Model selection

Choose the best model for performance and cost.

Choosing the right model, whether GPT-4o or a smaller option like GPT-4o-mini, requires balancing accuracy, latency, and cost. This guide explains key principles to help you make informed decisions, along with a practical example.

Core Principles

The principles for model selection are simple:

Optimize for accuracy first: Optimize for accuracy until you hit your accuracy target.
Optimize for cost and latency second: Then aim to maintain accuracy with the cheapest, fastest model possible.

1. Focus on Accuracy First

Begin by setting a clear accuracy goal for your use case, where you're clear on the accuracy that would be "good enough" for this use case to go to production. You can accomplish this through:

Setting a clear accuracy target: Identify what your target accuracy statistic is going to be.
- For example, 90% of customer service calls need to be triaged correctly at the first interaction.
Developing an evaluation dataset: Create a dataset that allows you to measure the model's performance against these goals.
- To extend the example above, capture 100 interaction examples where we have what the user asked for, what the LLM triaged them to, what the correct triage should be, and whether this was correct or not.
Using the most powerful model to optimize: Start with the most capable model available to achieve your accuracy targets. Log all responses so we can use them for distillation of a smaller model.
- Use retrieval-augmented generation to optimize for accuracy
- Use fine-tuning to optimize for consistency and behavior

During this process, collect prompt and completion pairs for use in evaluations, few-shot learning, or fine-tuning. This practice, known as prompt baking, helps you produce high-quality examples for future use.

For more methods and tools here, see our Accuracy Optimization Guide.

Setting a realistic accuracy target

Calculate a realistic accuracy target by evaluating the financial impact of model decisions. For example, in a fake news classification scenario:

Correctly classified news: If the model classifies it correctly, it saves you the cost of a human reviewing it - let's assume $50.
Incorrectly classified news: If it falsely classifies a safe article or misses a fake news article, it may trigger a review process and possible complaint, which might cost us $300.

Our news classification example would need 85.8% accuracy to cover costs, so targeting 90% or more ensures an overall return on investment. Use these calculations to set an effective accuracy target based on your specific cost structures.

2. Optimize cost and latency

Cost and latency are considered secondary because if the model can’t hit your accuracy target then these concerns are moot. However, once you’ve got a model that works for your use case, you can take one of two approaches:

Compare with a smaller model zero- or few-shot: Swap out the model for a smaller, cheaper one and test whether it maintains accuracy at the lower cost and latency point.
Model distillation: Fine-tune a smaller model using the data gathered during accuracy optimization.

Cost and latency are typically interconnected; reducing tokens and requests generally leads to faster processing.

The main strategies to consider here are:

Reduce requests: Limit the number of necessary requests to complete tasks.
Minimize tokens: Lower the number of input tokens and optimize for shorter model outputs.
Select a smaller model: Use models that balance reduced costs and latency with maintained accuracy.

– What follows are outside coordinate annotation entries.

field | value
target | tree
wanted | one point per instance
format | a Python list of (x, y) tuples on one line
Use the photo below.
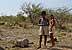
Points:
[(32, 10)]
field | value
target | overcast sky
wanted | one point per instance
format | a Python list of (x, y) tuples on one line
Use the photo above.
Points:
[(11, 7)]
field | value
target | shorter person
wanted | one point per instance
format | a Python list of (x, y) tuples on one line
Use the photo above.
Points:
[(44, 28), (51, 32)]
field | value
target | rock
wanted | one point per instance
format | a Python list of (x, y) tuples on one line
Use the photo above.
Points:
[(22, 43), (2, 48)]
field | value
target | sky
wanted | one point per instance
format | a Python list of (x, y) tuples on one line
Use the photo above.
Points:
[(12, 7)]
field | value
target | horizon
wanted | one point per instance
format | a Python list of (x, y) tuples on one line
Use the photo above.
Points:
[(12, 7)]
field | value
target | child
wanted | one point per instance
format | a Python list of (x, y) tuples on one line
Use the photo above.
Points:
[(52, 24), (44, 28)]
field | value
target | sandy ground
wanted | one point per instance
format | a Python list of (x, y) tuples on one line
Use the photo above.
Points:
[(8, 36)]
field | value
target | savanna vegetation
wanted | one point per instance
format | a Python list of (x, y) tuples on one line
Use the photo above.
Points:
[(17, 26)]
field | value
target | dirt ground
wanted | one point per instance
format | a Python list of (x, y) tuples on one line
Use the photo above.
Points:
[(8, 36)]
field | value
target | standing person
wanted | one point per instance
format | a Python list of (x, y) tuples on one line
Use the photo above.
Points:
[(44, 28), (52, 24)]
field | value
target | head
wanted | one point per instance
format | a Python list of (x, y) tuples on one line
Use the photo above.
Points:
[(51, 17), (43, 14)]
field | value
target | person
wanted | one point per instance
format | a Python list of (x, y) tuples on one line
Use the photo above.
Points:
[(44, 28), (51, 32)]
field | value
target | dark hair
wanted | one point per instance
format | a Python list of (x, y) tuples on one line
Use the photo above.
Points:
[(43, 12), (51, 16)]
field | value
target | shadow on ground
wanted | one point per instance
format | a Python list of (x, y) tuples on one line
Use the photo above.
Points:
[(63, 46), (2, 48), (54, 49)]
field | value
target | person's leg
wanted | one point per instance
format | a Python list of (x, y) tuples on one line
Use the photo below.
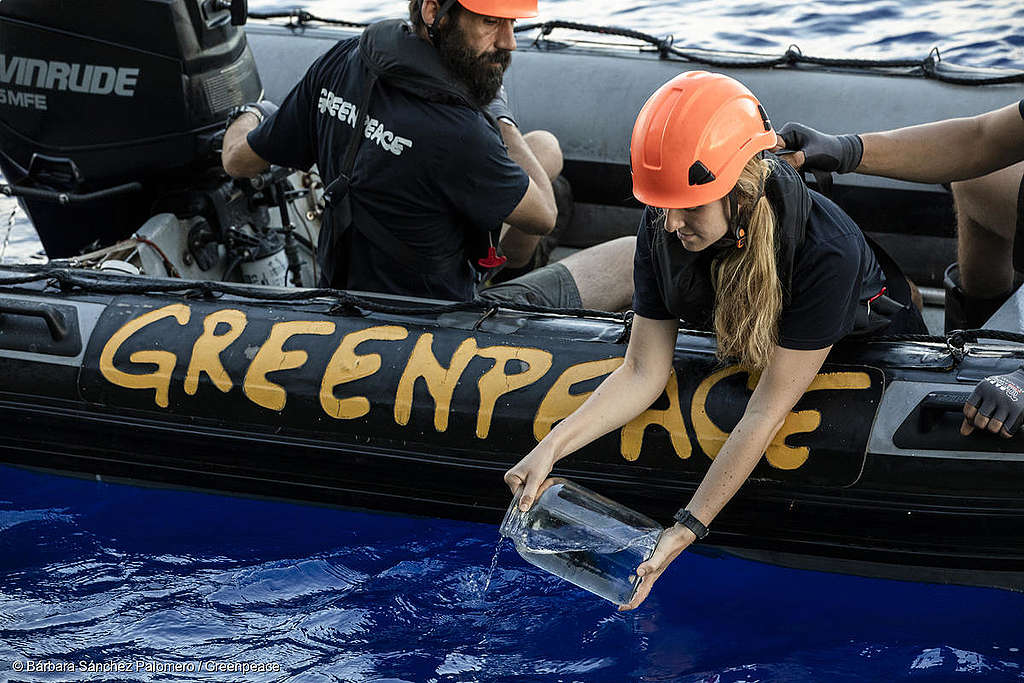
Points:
[(599, 278), (986, 222), (603, 273), (517, 246)]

To dive deeper into these, please refer to our guide on latency optimization.

Exceptions to the rule

Clear exceptions exist for these principles. If your use case is extremely cost or latency sensitive, establish thresholds for these metrics before beginning your testing, then remove the models that exceed those from consideration. Once benchmarks are set, these guidelines will help you refine model accuracy within your constraints.

Practical example

To demonstrate these principles, we'll develop a fake news classifier with the following target metrics:

Accuracy: Achieve 90% correct classification
Cost: Spend less than $5 per 1,000 articles
Latency: Maintain processing time under 2 seconds per article

Experiments

We ran three experiments to reach our goal:

Zero-shot: Used GPT-4o with a basic prompt for 1,000 records, but missed the accuracy target.
Few-shot learning: Included 5 few-shot examples, meeting the accuracy target but exceeding cost due to more prompt tokens.
Fine-tuned model: Fine-tuned GPT-4o-mini with 1,000 labeled examples, meeting all targets with similar latency and accuracy but significantly lower costs.

ID	Method	Accuracy	Accuracy target	Cost	Cost target	Avg. latency	Latency target
1	gpt-4o zero-shot	84.5%		$1.72		< 1s
2	gpt-4o few-shot (n=5)	91.5%	✓	$11.92		< 1s	✓
3	gpt-4o-mini fine-tuned w/ 1000 examples	91.5%	✓	$0.21	✓	< 1s	✓

Conclusion

By switching from gpt-4o to gpt-4o-mini with fine-tuning, we achieved equivalent performance for less than 2% of the cost, using only 1,000 labeled examples.

This process is important - you often can’t jump right to fine-tuning because you don’t know whether fine-tuning is the right tool for the optimization you need, or you don’t have enough labeled examples. Use gpt-4o to achieve your accuracy targets, and curate a good training set - then go for a smaller, more efficient model with fine-tuning.